【H×H ミルキ】夏の大作戦 〜軽井沢に行きませんか?〜
第3章 賑わう車中
「で、君たちの名前は?」
ヒソカが三人の方へ向き直る。
「夏希でーす」
「莉子です」
「穂乃果、です」
「三人とも同じ大学の学生です!」
「なるほどな。それが今時の名ってやつか。さて、俺たちの身分だが……」
「団長の仕事めっちゃ気になる!」
クロロが胸に手を当てる。
「俺か。俺はまあ、盗賊だな」
穂乃果たちが固まる。
「……盗賊?」
「人の心を盗む」
「…………」
ヒソカが吹き出す。
「クロロは売れないミュージシャンなんだよ♡」
「ちなみにボクは大人気の路上パフォーマー♢」
「へぇ……、すごい」
穂乃果は半信半疑で頷く。
「イル君は?」
「俺?」
夏希の声にイルミは少し考える。
「いろいろやってるけど、この夏は別荘地付近のホテルの管理を任されてる」
「管理って?」
「エアコンの効きが悪くないかとか」
「客入りはどうかとか」
「まあ、適当に。
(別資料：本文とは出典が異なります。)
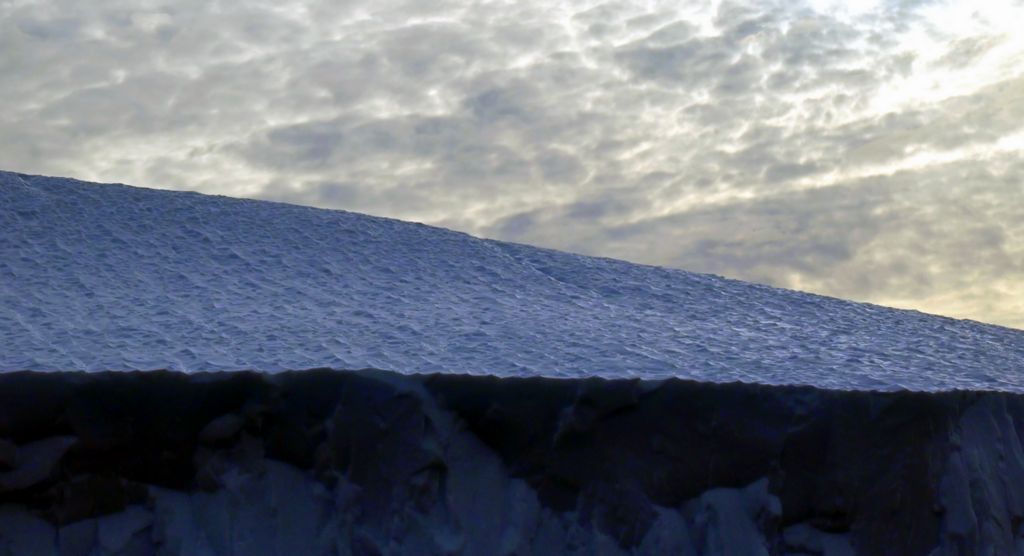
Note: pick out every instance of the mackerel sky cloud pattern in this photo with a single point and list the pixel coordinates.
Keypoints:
(869, 151)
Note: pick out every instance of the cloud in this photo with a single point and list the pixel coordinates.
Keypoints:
(870, 154)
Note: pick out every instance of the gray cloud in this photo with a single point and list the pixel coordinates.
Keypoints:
(871, 155)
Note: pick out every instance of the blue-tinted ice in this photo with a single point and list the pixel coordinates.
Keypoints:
(116, 278)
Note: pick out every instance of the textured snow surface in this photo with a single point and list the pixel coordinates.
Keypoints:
(116, 278)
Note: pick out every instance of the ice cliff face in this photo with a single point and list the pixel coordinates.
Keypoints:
(325, 462)
(100, 278)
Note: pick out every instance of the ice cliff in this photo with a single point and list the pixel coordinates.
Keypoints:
(402, 389)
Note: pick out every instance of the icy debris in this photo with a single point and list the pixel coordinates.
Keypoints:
(36, 462)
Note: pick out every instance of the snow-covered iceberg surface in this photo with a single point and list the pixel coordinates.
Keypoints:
(372, 462)
(104, 278)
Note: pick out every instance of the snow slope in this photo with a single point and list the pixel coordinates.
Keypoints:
(117, 278)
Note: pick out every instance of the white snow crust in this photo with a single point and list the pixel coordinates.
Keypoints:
(98, 278)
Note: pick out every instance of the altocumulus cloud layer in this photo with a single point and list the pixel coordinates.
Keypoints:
(868, 151)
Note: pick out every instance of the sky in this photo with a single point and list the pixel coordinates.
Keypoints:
(865, 150)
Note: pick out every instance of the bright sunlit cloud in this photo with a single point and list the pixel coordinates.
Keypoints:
(867, 150)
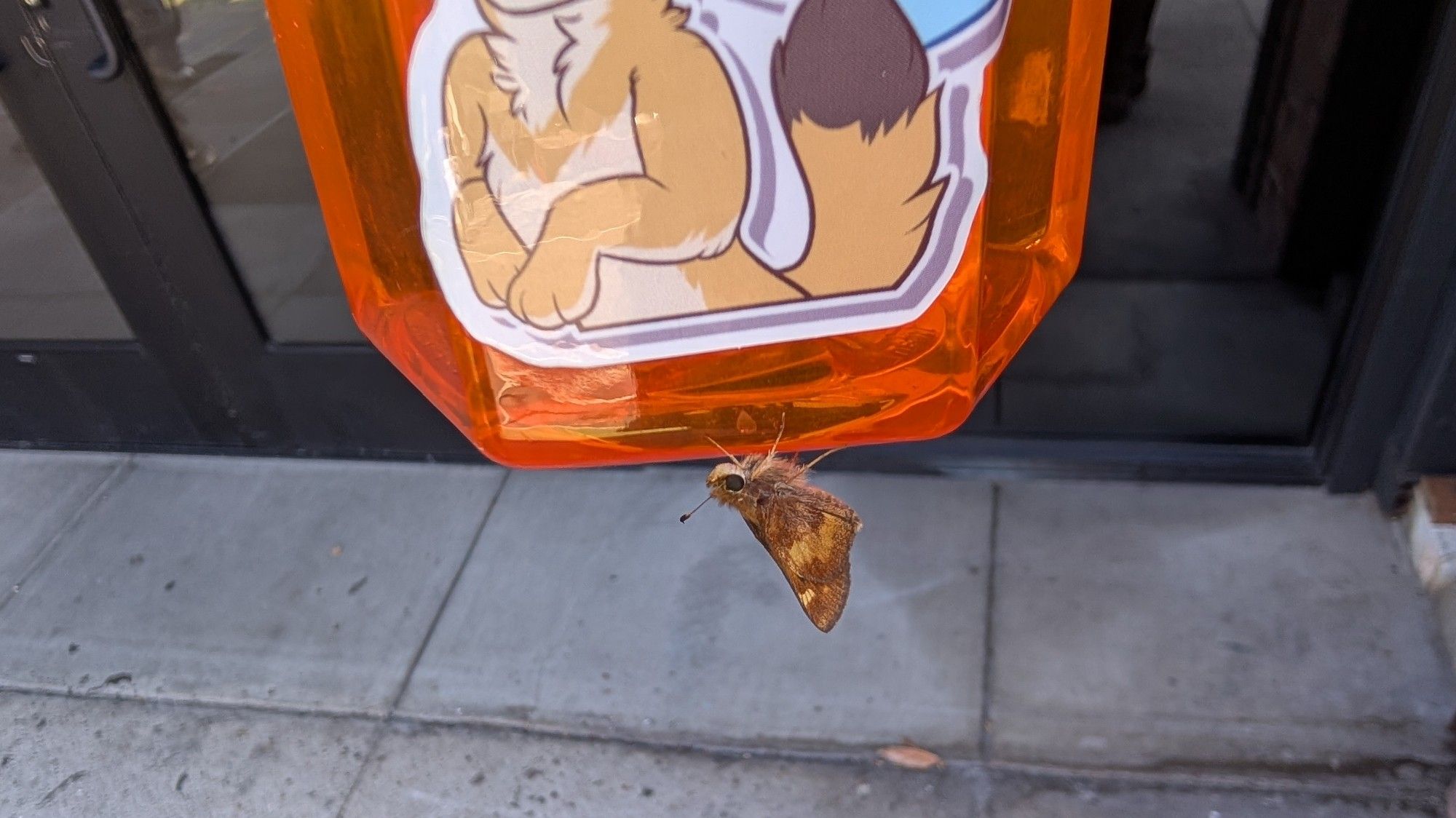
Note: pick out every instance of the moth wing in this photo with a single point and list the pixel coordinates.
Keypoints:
(810, 533)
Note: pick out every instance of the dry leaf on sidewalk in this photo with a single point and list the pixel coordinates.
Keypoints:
(911, 758)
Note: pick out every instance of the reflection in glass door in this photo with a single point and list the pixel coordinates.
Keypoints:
(50, 289)
(215, 66)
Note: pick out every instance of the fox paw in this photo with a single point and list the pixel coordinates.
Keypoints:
(554, 290)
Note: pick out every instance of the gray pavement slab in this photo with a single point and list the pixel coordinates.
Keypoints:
(90, 759)
(462, 774)
(1042, 798)
(587, 606)
(1166, 627)
(40, 494)
(304, 584)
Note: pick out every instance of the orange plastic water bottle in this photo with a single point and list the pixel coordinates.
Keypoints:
(604, 232)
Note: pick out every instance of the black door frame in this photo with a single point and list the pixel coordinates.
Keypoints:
(1397, 391)
(119, 168)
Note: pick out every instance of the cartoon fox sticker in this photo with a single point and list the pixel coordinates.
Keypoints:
(604, 161)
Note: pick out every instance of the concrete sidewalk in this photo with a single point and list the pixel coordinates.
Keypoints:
(225, 637)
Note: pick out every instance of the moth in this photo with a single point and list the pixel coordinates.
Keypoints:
(807, 531)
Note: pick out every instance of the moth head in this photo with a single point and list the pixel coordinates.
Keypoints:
(727, 483)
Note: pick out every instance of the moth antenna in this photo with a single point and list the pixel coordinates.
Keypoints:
(777, 442)
(816, 462)
(729, 455)
(689, 516)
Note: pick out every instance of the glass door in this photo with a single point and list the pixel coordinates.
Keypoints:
(72, 369)
(216, 72)
(213, 248)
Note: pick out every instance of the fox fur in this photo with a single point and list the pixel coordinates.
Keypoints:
(602, 170)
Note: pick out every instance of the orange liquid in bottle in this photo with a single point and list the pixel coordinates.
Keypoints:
(346, 68)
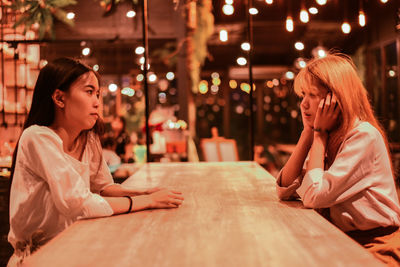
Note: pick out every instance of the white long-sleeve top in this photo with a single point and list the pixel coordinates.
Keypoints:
(358, 188)
(51, 189)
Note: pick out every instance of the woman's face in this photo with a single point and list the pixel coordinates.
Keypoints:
(309, 104)
(82, 102)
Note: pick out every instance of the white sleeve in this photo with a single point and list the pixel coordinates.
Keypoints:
(344, 179)
(43, 155)
(100, 175)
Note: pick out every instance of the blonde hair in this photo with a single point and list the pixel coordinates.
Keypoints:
(337, 73)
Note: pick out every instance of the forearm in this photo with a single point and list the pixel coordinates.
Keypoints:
(317, 152)
(294, 165)
(121, 205)
(116, 190)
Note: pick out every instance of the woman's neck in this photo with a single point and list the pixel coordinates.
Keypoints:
(67, 135)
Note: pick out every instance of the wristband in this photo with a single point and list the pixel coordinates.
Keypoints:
(130, 204)
(319, 130)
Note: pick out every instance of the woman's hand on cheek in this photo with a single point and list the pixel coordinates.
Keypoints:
(327, 113)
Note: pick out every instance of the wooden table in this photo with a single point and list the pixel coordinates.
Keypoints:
(231, 216)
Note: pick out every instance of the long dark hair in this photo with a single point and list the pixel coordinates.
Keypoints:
(59, 74)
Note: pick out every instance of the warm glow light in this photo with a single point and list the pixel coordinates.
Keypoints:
(228, 9)
(86, 51)
(70, 15)
(140, 77)
(361, 18)
(139, 50)
(170, 75)
(321, 53)
(299, 46)
(313, 10)
(203, 87)
(152, 77)
(304, 16)
(130, 14)
(289, 24)
(112, 87)
(346, 28)
(128, 91)
(289, 75)
(253, 11)
(232, 84)
(241, 61)
(223, 35)
(245, 46)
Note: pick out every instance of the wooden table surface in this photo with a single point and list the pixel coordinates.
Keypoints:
(231, 216)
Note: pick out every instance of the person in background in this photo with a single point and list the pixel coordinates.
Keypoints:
(122, 139)
(341, 164)
(58, 172)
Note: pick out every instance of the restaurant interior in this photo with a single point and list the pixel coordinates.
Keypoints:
(218, 85)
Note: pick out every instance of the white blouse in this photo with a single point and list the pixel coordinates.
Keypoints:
(51, 189)
(358, 188)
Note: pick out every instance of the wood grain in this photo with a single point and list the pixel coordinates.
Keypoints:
(231, 216)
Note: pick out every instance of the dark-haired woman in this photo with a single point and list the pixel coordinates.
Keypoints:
(58, 173)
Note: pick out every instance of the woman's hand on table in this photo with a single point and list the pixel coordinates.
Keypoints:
(165, 198)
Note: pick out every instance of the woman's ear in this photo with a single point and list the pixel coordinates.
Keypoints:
(58, 98)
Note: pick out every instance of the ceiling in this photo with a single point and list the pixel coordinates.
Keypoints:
(114, 38)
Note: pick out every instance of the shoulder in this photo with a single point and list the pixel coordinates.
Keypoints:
(36, 132)
(364, 133)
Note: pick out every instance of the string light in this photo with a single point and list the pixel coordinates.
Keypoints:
(321, 2)
(228, 9)
(346, 28)
(304, 16)
(313, 10)
(139, 50)
(131, 14)
(289, 24)
(253, 11)
(299, 46)
(361, 18)
(223, 35)
(70, 15)
(245, 46)
(241, 61)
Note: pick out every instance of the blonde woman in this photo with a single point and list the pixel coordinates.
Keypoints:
(341, 164)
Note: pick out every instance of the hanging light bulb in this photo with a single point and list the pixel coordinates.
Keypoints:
(299, 46)
(304, 16)
(289, 24)
(223, 35)
(228, 9)
(361, 18)
(321, 2)
(346, 28)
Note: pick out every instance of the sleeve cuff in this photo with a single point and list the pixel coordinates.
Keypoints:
(287, 193)
(311, 179)
(96, 206)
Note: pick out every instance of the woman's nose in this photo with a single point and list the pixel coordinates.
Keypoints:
(304, 103)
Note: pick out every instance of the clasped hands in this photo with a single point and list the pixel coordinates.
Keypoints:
(327, 114)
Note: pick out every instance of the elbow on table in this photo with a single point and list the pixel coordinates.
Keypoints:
(315, 201)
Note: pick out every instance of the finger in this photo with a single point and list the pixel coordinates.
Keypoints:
(176, 197)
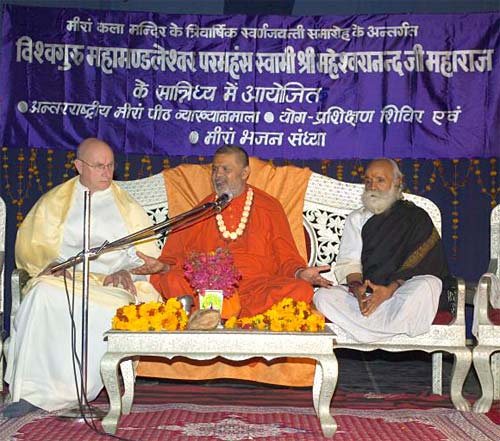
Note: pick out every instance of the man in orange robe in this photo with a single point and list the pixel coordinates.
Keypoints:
(261, 242)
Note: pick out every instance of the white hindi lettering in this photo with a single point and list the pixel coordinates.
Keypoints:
(307, 139)
(217, 136)
(127, 111)
(147, 28)
(406, 114)
(77, 25)
(235, 64)
(288, 93)
(450, 116)
(111, 28)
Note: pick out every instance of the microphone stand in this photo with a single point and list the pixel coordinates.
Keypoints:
(84, 410)
(182, 220)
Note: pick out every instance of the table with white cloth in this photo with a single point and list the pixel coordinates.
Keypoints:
(232, 344)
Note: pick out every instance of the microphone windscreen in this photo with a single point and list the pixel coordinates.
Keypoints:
(224, 198)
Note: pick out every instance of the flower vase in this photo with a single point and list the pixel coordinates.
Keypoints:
(214, 299)
(231, 306)
(211, 299)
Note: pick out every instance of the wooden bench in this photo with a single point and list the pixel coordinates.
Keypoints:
(486, 353)
(327, 203)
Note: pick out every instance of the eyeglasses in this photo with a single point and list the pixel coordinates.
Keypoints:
(100, 167)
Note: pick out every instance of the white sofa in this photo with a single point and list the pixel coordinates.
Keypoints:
(486, 353)
(327, 203)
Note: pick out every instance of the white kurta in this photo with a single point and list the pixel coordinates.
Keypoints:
(39, 362)
(410, 310)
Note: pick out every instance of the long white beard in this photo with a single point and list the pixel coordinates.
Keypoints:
(378, 201)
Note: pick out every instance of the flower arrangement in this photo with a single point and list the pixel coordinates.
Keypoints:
(213, 270)
(152, 316)
(288, 315)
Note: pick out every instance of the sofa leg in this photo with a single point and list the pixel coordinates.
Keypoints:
(481, 358)
(461, 366)
(127, 368)
(437, 373)
(495, 370)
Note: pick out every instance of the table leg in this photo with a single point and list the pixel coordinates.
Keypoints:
(325, 382)
(461, 366)
(127, 368)
(109, 373)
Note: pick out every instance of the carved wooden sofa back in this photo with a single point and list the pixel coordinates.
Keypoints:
(486, 354)
(326, 206)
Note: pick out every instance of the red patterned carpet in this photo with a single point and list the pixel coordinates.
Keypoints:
(236, 412)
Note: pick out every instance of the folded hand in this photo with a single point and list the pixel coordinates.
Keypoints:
(121, 278)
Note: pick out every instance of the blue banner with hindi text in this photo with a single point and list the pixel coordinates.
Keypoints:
(329, 87)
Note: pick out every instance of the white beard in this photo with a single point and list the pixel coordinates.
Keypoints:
(378, 201)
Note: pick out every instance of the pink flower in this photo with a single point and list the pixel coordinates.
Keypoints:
(212, 270)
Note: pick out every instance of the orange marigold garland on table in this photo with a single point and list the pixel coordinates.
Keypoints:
(152, 316)
(288, 315)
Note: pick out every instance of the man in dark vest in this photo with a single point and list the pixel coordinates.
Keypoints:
(391, 264)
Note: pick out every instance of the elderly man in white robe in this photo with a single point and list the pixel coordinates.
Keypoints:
(391, 263)
(40, 361)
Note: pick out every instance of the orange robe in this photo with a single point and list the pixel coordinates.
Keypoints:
(266, 254)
見たり見なかったり」
穂乃果は首を傾げる。
「それって……何にもしてないのに近くないですか?」
「まあ」
イルミはあっさり頷く。
「そうともいうかも」
「……ふっ」
クロロが堪えきれずに笑う。
「言い方が悪いだけだ。イルミはちゃんと仕事はしてる」
「天下のゾルディックグループ会長の長男だからな」
「継いだのは弟だけどね」
ヒソカが肩をすくめる。
「その人、本当は凄く真面目だから。その人の言うことそのまま信用しちゃダメ♡」
イルミは二人を見て首を傾げた。